Significant slowdown in a generalised implementation

Consider the following code:

c0 := -1.24; 
b := 0.125; 
hh[{x_, y_}] := {x^2 + c0 - b*y, x}; 
hh2[{x_, y_}] := hh[hh[{x, y}]]; 
dhh := Transpose[{D[hh[{x, y}], x], D[hh[{x, y}], y]}]; 
dhh2 := Transpose[{D[hh[hh[{x, y}]], x], D[hh[hh[{x, y}]], y]}]; 
fixpoints = NSolve[hh[{x, y}] == {x, y}, {x, y}]; 
period2cycle = NSolve[hh[hh[{x, y}]] == {x, y}, {x, y}]; 
center = {x, y} /. fixpoints[[1]]; 
centerOther = {x, y} /. fixpoints[[2]]; 
pushvector = Eigensystem[dhh /. fixpoints[[1]]][[2,1]]; 
pushvectorOther = Eigensystem[dhh /. fixpoints[[2]]][[2,1]]; 
sink = {x, y} /. period2cycle[[1]]; 
pushvector2 = Eigensystem[dhh /. fixpoints[[2]]][[2,1]]; 
maxIter = 63; 
maxXXSize = 600; 
maxYYSize = 600; 
smalldelta = 0.05/maxXXSize; 
newfun[{{x_, y_}, n_}] := {hh[{x, y}], n + 1}; 
newtest[{{x_, y_}, n_}] := Abs[x] < 10000 && 
    Norm[{x, y} - sink] > 0.001; 
newcolorassign[{{x_, y_}, n_}] := Which[Abs[x] < 3, {0, 0, 0}, 
    Mod[Floor[Arg[x]/2^16], 2] > 0, {0.5, 0.5, 0.5}, True, 
    {1, 1, 1}]; 

With this setup one can execute the following:

Graphics[{Raster[Table[newcolorassign[NestWhile[newfun, 
       {center - pushvector*smalldelta*I*(k - maxXXSize/2 + 
           I*(j - maxYYSize/2)), 0}, newtest, 1, maxIter]], 
     {k, 1, maxXXSize}, {j, 1, maxYYSize}]], 
   PointSize[12/maxXXSize], White, 
   Point[{(maxXXSize - 1)/2, (maxYYSize - 1)/2}], 
   PointSize[4/maxXXSize], Black, 
   Point[{(maxXXSize - 1)/2, (maxYYSize - 1)/2}]}]

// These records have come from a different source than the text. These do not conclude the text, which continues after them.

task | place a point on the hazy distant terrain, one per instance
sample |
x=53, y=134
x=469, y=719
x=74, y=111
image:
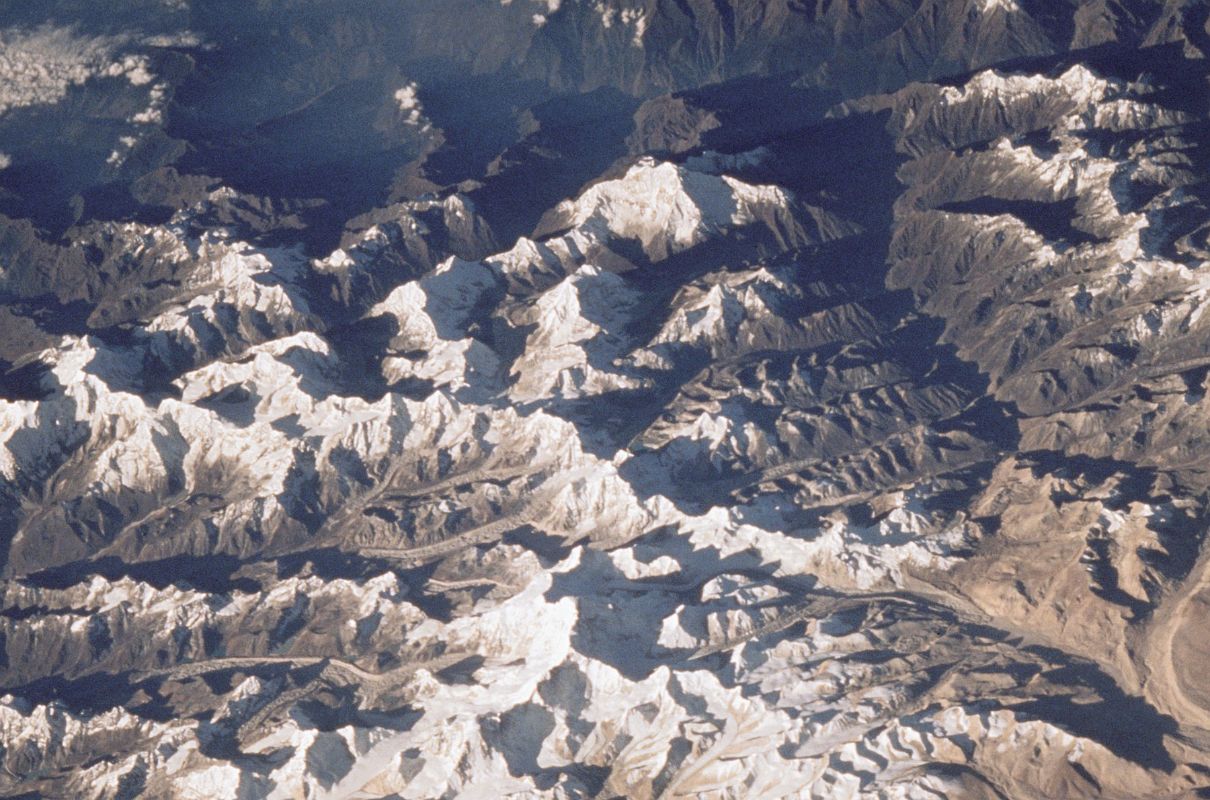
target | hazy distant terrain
x=617, y=398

In a notebook this will produce a picture but because you specify the parameters at the beginning, to avoid confusion you should start a new notebook for each parameter pair (b,c0). Now to get around this problem I tried to generalise the code to the following.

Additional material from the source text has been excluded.